Ausgehend von diesem Schema ist die Klägerin allenfalls der Gruppe der unteren Angelernten mit einer Ausbildungs- oder Anlernzeit von höchstens zwölf Monaten zuzuordnen. Die Klägerin hat nach ihren Angaben keinen Ausbildungsberuf erlernt und war zuletzt als Näherin in einem Kinder- und Jugendheim versicherungspflichtig beschäftigt. Hierbei handelte es sich um eine Tätigkeit, die eine längere Anlernzeit nicht erforderte. Die Klägerin genießt damit keinen qualifizierten Berufsschutz und kann auf sämtliche Tätigkeiten des allgemeinen Arbeitsmarktes verwiesen werden, ohne dass es der Benennung einer konkreten Tätigkeit bedarf.

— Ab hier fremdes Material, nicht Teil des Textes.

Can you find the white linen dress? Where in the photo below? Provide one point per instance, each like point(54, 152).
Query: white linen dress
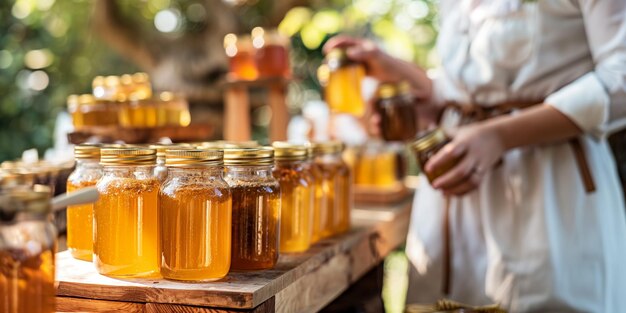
point(530, 237)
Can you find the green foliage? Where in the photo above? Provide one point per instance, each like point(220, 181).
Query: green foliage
point(47, 51)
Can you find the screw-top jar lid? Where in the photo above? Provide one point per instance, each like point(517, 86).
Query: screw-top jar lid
point(387, 90)
point(87, 151)
point(429, 139)
point(181, 157)
point(127, 156)
point(327, 147)
point(249, 156)
point(287, 151)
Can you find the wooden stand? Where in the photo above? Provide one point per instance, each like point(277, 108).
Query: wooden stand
point(108, 134)
point(303, 282)
point(237, 125)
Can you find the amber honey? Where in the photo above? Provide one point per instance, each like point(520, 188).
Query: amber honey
point(296, 189)
point(27, 281)
point(196, 215)
point(126, 216)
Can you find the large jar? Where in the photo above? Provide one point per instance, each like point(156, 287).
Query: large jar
point(80, 217)
point(240, 55)
point(296, 196)
point(427, 145)
point(256, 208)
point(27, 248)
point(398, 114)
point(126, 225)
point(271, 53)
point(343, 83)
point(196, 212)
point(334, 218)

Da sie jedenfalls noch im Stande ist, leichte körperliche Arbeiten sechs Stunden täglich auszuüben, kann der Senat offen lassen, ob gesundheitsbedingte Einschränkungen des beruflichen Leistungsvermögens einer Wiederaufnahme der zuletzt verrichteten Tätigkeit als Näherin entgegenstehen.

Die Kostenentscheidung beruht auf § 193 SGG.